Sejalan dengan hal tersebut Pemerintah Desa Kalijaga Timur melaksanakan Kegiatan Pelayanan Posyandu secara rutin di semua Dusun wilayah Desa Kalijaga Timur yang dilakukan setiap bulan, dimana dengan tujuan mengoptimalkan layanan primer menuju masyarakat yang sehat dan cerdas.

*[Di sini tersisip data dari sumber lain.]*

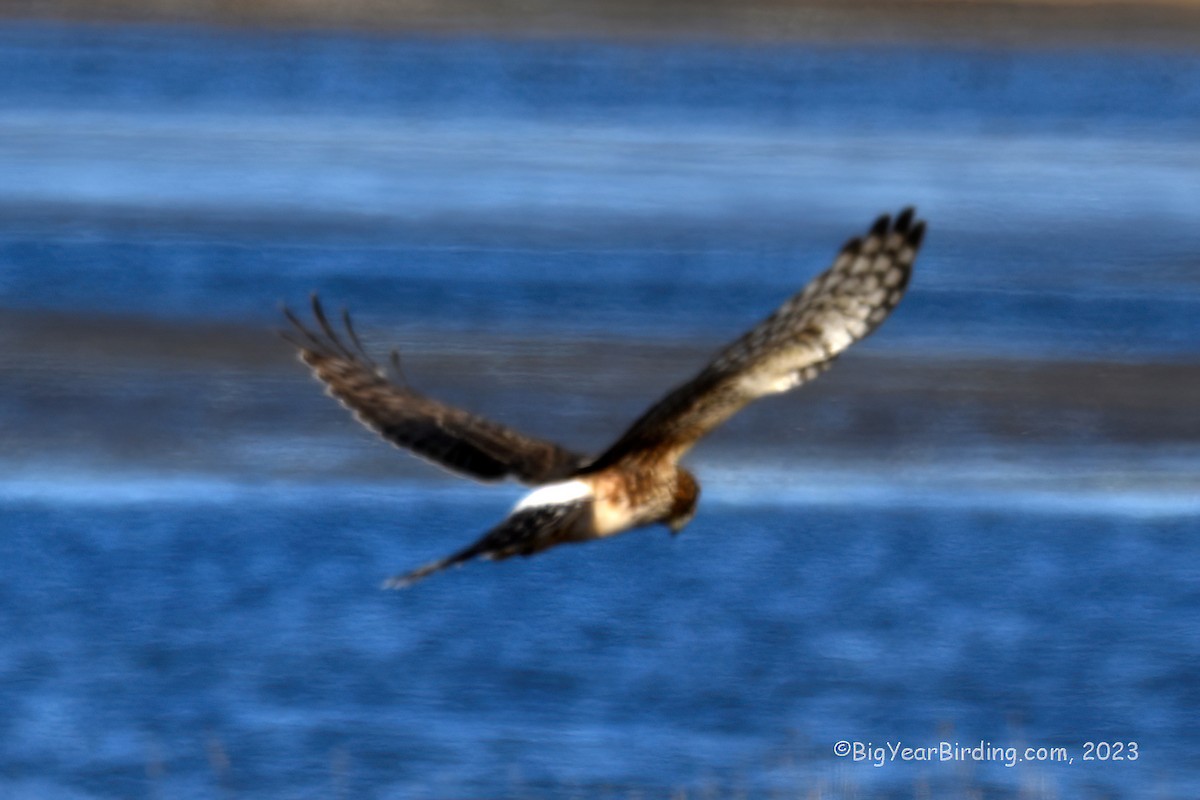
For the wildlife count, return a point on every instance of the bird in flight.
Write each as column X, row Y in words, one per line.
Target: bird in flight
column 637, row 481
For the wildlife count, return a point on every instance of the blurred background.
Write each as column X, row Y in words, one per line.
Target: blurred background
column 978, row 528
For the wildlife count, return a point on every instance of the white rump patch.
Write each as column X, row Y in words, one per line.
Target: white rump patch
column 553, row 494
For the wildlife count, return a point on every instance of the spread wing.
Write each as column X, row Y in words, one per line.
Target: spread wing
column 791, row 347
column 449, row 437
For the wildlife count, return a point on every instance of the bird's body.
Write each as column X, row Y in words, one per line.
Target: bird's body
column 637, row 481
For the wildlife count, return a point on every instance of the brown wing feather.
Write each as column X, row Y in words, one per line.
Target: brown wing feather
column 791, row 347
column 449, row 437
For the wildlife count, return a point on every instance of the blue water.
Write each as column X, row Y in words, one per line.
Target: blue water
column 201, row 632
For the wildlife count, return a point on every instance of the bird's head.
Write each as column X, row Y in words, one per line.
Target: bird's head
column 683, row 507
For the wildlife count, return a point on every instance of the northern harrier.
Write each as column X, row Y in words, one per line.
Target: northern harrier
column 637, row 481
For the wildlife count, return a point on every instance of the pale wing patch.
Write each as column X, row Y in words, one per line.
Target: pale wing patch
column 555, row 494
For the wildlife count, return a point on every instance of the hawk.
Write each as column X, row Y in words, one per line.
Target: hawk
column 637, row 481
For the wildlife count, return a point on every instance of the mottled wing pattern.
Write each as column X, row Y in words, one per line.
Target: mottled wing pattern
column 443, row 434
column 523, row 533
column 793, row 346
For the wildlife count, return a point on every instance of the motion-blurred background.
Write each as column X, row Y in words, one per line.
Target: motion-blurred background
column 978, row 528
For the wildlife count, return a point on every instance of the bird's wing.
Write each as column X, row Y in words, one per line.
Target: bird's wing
column 527, row 530
column 791, row 347
column 449, row 437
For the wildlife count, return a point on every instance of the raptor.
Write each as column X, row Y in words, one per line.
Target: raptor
column 637, row 481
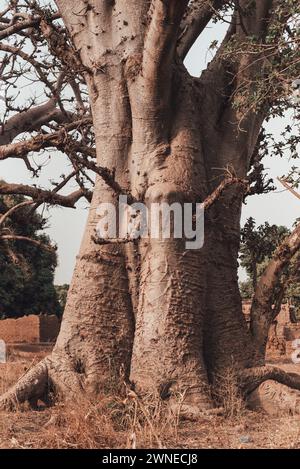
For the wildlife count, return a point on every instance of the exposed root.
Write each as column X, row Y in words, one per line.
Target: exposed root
column 53, row 374
column 32, row 386
column 272, row 389
column 252, row 378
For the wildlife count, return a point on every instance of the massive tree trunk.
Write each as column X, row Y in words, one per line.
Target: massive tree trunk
column 170, row 317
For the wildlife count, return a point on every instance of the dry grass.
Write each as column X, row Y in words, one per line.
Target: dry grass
column 128, row 422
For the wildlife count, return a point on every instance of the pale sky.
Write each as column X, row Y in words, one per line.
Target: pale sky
column 66, row 225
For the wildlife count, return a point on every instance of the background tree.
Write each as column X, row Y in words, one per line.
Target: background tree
column 258, row 245
column 27, row 260
column 119, row 102
column 61, row 292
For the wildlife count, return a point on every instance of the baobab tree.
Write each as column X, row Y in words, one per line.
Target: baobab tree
column 122, row 105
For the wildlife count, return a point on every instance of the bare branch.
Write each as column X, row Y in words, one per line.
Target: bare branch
column 30, row 120
column 28, row 240
column 31, row 21
column 289, row 188
column 40, row 195
column 13, row 209
column 55, row 139
column 198, row 15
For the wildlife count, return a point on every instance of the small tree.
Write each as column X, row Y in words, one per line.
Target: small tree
column 118, row 101
column 27, row 260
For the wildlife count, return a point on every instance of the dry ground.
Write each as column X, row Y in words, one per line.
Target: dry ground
column 117, row 422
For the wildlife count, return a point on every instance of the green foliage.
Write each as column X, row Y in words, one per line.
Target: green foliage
column 26, row 270
column 258, row 244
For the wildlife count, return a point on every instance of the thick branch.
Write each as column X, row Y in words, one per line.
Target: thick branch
column 289, row 188
column 30, row 120
column 227, row 182
column 40, row 195
column 13, row 209
column 25, row 24
column 55, row 139
column 28, row 240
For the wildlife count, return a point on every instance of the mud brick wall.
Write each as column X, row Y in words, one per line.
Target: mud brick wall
column 49, row 328
column 30, row 329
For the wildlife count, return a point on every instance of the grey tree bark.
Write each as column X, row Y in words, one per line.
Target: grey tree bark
column 170, row 318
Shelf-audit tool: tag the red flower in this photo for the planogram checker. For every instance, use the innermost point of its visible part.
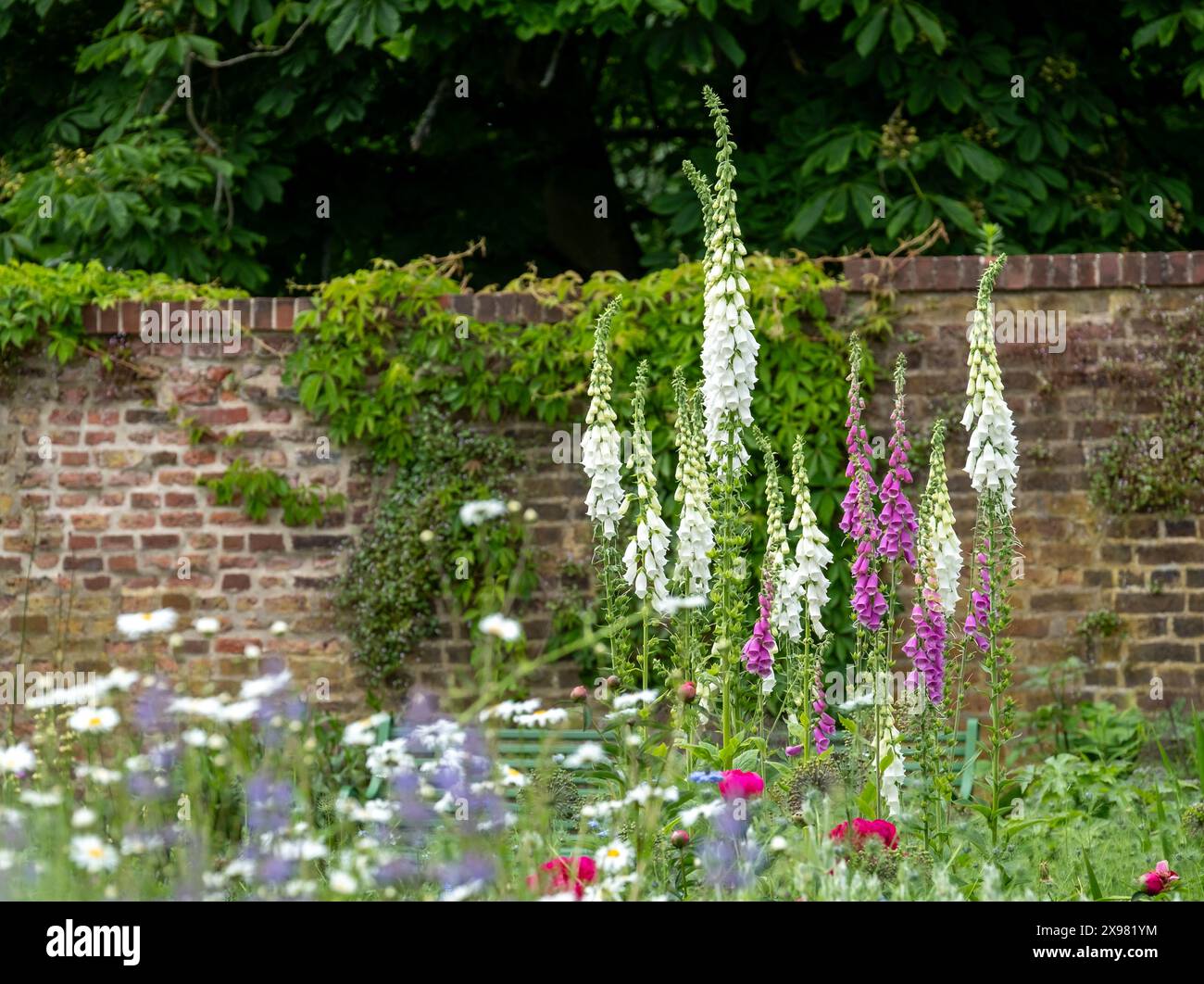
(1157, 880)
(566, 874)
(884, 830)
(741, 786)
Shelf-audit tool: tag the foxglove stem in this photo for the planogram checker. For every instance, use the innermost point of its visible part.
(859, 519)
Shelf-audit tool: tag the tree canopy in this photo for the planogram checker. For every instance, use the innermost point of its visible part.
(201, 137)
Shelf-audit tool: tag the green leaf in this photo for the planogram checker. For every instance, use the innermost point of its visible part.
(984, 164)
(867, 40)
(930, 25)
(1094, 884)
(902, 32)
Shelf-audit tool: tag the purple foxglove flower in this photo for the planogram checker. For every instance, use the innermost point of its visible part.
(759, 650)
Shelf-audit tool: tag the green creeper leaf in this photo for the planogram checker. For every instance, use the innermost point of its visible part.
(902, 32)
(867, 40)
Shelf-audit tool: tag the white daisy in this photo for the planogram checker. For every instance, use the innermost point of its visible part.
(614, 858)
(35, 798)
(17, 759)
(542, 718)
(92, 854)
(94, 719)
(139, 624)
(344, 883)
(631, 700)
(506, 629)
(481, 511)
(362, 732)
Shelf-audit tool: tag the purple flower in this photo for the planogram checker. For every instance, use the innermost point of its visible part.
(927, 645)
(759, 650)
(823, 726)
(859, 519)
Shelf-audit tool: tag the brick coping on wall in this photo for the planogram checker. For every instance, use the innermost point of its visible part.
(1058, 271)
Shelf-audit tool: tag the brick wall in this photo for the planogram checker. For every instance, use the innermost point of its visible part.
(1148, 569)
(117, 506)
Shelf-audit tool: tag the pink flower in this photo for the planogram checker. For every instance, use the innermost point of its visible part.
(758, 653)
(859, 519)
(741, 786)
(897, 519)
(566, 874)
(884, 830)
(1157, 880)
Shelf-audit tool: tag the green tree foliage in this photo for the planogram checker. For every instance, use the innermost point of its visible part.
(428, 123)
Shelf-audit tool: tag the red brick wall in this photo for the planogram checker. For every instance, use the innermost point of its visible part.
(117, 503)
(1148, 569)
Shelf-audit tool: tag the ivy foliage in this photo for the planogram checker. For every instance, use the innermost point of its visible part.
(44, 304)
(418, 549)
(381, 345)
(1157, 464)
(261, 489)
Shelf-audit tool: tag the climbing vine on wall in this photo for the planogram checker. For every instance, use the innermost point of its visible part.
(44, 304)
(1157, 465)
(420, 549)
(381, 346)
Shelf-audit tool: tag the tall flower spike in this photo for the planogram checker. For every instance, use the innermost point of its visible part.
(991, 461)
(601, 456)
(758, 651)
(696, 536)
(729, 347)
(890, 772)
(646, 554)
(803, 582)
(702, 189)
(859, 521)
(926, 647)
(942, 536)
(775, 546)
(897, 517)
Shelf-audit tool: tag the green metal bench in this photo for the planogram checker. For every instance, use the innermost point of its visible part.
(526, 750)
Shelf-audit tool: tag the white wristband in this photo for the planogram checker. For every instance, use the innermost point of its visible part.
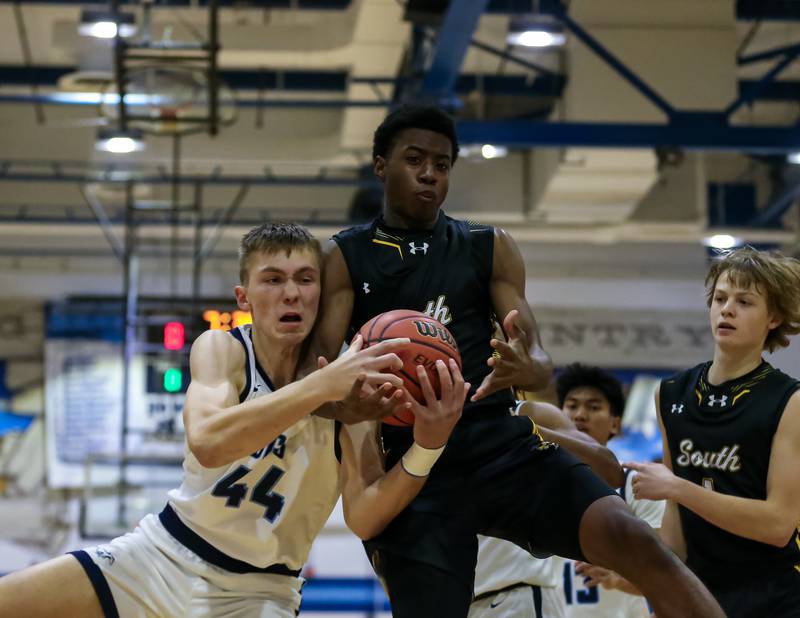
(418, 460)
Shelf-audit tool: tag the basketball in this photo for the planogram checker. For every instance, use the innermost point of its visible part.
(430, 341)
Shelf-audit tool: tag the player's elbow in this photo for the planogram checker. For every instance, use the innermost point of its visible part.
(781, 533)
(365, 526)
(614, 475)
(201, 443)
(205, 454)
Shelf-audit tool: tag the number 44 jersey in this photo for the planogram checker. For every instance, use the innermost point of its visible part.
(263, 511)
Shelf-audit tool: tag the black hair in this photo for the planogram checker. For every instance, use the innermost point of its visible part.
(577, 375)
(427, 117)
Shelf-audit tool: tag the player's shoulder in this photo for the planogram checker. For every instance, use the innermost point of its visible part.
(678, 379)
(471, 226)
(219, 346)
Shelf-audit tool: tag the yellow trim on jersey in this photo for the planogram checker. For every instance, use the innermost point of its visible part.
(389, 244)
(536, 431)
(733, 403)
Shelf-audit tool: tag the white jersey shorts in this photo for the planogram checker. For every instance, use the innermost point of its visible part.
(147, 573)
(522, 601)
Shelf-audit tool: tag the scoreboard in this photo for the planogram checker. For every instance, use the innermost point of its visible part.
(85, 379)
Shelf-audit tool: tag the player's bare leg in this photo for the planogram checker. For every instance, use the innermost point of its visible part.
(58, 587)
(611, 536)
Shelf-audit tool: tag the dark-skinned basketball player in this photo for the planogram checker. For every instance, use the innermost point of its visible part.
(496, 476)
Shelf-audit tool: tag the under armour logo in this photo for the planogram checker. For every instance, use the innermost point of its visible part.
(414, 249)
(722, 401)
(104, 553)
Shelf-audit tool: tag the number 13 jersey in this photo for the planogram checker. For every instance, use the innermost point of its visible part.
(262, 512)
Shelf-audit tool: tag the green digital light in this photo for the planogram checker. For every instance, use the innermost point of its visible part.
(173, 379)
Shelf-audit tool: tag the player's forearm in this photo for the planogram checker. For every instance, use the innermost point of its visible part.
(599, 458)
(758, 520)
(671, 532)
(222, 435)
(620, 583)
(370, 510)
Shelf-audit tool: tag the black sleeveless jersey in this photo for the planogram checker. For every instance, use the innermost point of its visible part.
(720, 437)
(443, 272)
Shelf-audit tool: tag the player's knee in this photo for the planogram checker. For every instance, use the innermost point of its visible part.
(609, 530)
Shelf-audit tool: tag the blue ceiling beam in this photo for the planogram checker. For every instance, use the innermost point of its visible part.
(317, 5)
(768, 78)
(452, 42)
(613, 62)
(767, 54)
(779, 10)
(771, 214)
(547, 84)
(707, 132)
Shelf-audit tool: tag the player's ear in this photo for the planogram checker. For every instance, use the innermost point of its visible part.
(379, 168)
(241, 298)
(616, 425)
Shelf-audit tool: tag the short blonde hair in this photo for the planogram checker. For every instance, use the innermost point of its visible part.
(774, 275)
(273, 237)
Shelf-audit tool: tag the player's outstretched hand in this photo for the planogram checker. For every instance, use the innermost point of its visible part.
(653, 481)
(598, 576)
(434, 421)
(511, 364)
(368, 404)
(359, 370)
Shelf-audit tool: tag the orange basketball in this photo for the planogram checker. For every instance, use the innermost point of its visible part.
(430, 341)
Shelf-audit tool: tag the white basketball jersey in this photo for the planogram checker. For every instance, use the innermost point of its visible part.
(264, 509)
(597, 601)
(502, 564)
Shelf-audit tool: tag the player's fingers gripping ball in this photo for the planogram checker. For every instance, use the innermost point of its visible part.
(430, 341)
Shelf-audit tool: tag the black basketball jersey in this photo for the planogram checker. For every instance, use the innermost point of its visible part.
(720, 437)
(443, 272)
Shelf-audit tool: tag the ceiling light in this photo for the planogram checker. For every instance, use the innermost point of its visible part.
(119, 142)
(536, 32)
(104, 24)
(537, 38)
(722, 241)
(489, 151)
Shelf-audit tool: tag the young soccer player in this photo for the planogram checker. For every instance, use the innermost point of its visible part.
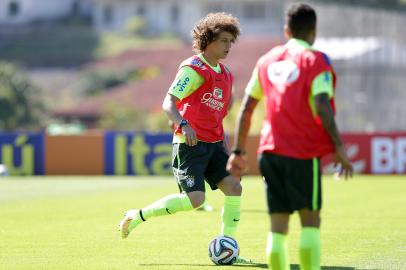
(297, 84)
(196, 103)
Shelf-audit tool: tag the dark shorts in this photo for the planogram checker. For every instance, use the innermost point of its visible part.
(192, 165)
(291, 184)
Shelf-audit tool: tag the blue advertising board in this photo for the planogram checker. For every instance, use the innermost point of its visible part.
(137, 153)
(22, 153)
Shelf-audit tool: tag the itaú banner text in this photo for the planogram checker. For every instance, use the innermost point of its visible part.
(378, 153)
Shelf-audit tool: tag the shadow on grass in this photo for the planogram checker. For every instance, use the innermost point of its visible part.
(257, 265)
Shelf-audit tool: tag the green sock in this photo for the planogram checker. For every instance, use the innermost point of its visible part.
(167, 205)
(310, 248)
(277, 251)
(230, 215)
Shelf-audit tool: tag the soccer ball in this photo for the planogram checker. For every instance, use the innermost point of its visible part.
(223, 250)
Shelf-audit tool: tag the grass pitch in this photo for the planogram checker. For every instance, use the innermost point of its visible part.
(71, 223)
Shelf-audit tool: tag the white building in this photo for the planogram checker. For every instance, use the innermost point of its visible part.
(25, 11)
(179, 16)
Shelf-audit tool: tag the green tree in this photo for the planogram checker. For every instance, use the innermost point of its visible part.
(20, 105)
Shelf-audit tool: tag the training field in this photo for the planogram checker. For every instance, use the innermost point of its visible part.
(71, 223)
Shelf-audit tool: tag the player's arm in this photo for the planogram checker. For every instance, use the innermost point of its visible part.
(253, 93)
(322, 89)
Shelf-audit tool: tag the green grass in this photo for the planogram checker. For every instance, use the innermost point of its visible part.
(71, 223)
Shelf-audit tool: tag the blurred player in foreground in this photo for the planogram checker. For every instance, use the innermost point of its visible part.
(197, 102)
(297, 84)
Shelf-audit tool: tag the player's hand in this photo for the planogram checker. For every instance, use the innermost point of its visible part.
(190, 135)
(340, 157)
(237, 165)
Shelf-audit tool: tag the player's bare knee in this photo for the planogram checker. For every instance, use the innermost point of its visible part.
(197, 198)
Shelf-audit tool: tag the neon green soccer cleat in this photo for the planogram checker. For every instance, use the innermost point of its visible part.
(131, 220)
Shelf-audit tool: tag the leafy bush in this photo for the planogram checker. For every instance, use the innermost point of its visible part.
(20, 105)
(96, 81)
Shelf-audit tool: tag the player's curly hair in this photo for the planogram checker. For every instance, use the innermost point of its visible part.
(209, 28)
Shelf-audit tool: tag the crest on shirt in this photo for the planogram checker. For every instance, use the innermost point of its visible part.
(217, 93)
(283, 72)
(190, 181)
(197, 63)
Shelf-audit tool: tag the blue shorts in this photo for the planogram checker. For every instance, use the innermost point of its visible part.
(291, 184)
(192, 165)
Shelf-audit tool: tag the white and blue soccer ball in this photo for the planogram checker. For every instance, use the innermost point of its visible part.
(223, 250)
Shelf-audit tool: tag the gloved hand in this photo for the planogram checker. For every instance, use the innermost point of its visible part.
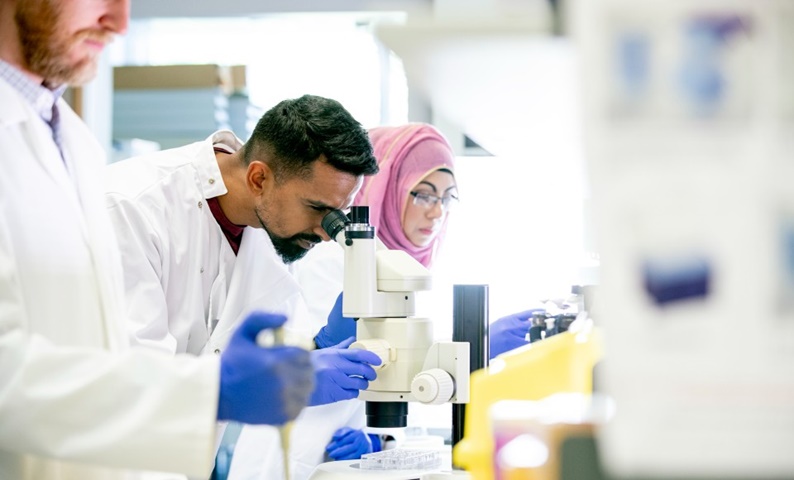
(263, 385)
(337, 329)
(340, 372)
(350, 444)
(509, 332)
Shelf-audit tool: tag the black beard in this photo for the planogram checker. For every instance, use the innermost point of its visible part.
(288, 248)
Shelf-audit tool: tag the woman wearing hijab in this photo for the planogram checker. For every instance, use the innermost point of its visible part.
(409, 200)
(410, 197)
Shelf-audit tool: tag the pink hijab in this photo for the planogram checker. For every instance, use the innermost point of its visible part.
(406, 154)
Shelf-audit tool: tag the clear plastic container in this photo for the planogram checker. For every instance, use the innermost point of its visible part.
(401, 459)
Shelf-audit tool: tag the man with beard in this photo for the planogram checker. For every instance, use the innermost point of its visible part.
(75, 401)
(207, 232)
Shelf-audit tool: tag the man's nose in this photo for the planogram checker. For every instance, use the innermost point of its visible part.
(320, 232)
(117, 17)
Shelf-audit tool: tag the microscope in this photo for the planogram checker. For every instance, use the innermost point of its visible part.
(379, 292)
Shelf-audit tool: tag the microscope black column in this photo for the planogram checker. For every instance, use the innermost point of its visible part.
(470, 324)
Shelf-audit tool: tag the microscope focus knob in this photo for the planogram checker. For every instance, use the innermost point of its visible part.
(434, 386)
(377, 346)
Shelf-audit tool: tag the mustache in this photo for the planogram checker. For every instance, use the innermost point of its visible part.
(307, 236)
(96, 35)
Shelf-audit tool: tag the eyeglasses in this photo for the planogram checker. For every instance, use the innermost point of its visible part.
(428, 201)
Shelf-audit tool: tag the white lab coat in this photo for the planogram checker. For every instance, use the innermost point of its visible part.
(257, 455)
(187, 290)
(72, 395)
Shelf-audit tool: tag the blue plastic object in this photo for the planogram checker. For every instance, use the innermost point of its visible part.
(510, 332)
(350, 444)
(263, 385)
(338, 327)
(341, 372)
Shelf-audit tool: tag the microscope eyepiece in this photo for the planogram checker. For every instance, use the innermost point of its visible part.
(359, 214)
(334, 222)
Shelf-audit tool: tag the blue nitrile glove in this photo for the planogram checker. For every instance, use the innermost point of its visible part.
(337, 329)
(263, 385)
(510, 332)
(341, 372)
(350, 444)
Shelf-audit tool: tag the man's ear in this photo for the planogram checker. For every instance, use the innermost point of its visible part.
(259, 177)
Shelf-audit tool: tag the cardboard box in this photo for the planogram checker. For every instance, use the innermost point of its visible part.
(238, 77)
(171, 76)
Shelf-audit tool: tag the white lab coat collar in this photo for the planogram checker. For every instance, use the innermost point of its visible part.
(207, 166)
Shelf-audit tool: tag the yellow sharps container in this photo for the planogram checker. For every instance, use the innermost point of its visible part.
(562, 363)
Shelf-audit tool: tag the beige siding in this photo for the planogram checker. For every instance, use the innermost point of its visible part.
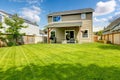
(71, 17)
(117, 38)
(110, 38)
(60, 33)
(86, 25)
(74, 17)
(49, 19)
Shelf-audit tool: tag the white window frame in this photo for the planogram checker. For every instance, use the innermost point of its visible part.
(82, 34)
(57, 21)
(1, 17)
(54, 31)
(83, 16)
(69, 30)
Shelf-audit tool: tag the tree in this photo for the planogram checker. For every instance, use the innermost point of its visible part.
(15, 24)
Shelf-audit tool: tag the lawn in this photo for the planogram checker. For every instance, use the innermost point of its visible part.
(92, 61)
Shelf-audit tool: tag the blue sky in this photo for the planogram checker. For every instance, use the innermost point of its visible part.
(37, 10)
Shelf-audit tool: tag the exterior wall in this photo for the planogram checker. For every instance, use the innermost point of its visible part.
(72, 17)
(114, 38)
(117, 38)
(28, 39)
(31, 30)
(110, 38)
(60, 33)
(86, 25)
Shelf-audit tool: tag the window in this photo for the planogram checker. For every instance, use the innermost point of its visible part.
(52, 35)
(56, 18)
(83, 16)
(85, 34)
(0, 18)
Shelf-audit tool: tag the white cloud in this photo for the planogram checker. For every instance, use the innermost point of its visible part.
(28, 1)
(31, 14)
(103, 8)
(100, 20)
(117, 13)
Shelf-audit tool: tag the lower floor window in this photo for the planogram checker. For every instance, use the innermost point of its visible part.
(85, 34)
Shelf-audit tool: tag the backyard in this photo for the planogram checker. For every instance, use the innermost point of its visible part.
(92, 61)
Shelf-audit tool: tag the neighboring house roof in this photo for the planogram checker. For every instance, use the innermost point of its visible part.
(113, 26)
(72, 12)
(27, 21)
(65, 24)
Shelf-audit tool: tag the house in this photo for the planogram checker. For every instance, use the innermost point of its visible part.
(32, 32)
(112, 32)
(71, 26)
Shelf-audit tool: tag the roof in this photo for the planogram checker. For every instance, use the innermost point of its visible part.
(65, 24)
(27, 21)
(112, 27)
(72, 12)
(112, 24)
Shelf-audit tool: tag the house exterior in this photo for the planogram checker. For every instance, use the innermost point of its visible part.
(32, 32)
(112, 32)
(71, 26)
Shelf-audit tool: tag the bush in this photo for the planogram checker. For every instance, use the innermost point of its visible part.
(104, 41)
(11, 44)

Adapun beberapa layanan program dilakukan diposyandu seperti :
- Program KIA
- Program KB
- Program Gizi
- Pemberian Makanan Tambahan (PMT)
- Program Imunisasi
- Program Tambahan (posyandu lansia, Usia produktif dan Remaja) serta penanggulangan penyakit Diare
Pelayanan program - program diatas diharapkan bisa mendobrak akar permasalahan didesa terkait kesehatan masyarakat sehingga bisa meningkatkan derajat kesehatan masyarakat yang optimal dan efisien.
Pemerintah Desa Kalijaga Timur Berharap dengan adanya Program ini angka Stunting Khususya di Desa Kalijaga Timur akan menurun bahkan diupayakan untuk Tidak ada Masyarakat Desa yang terindikasi Stunting.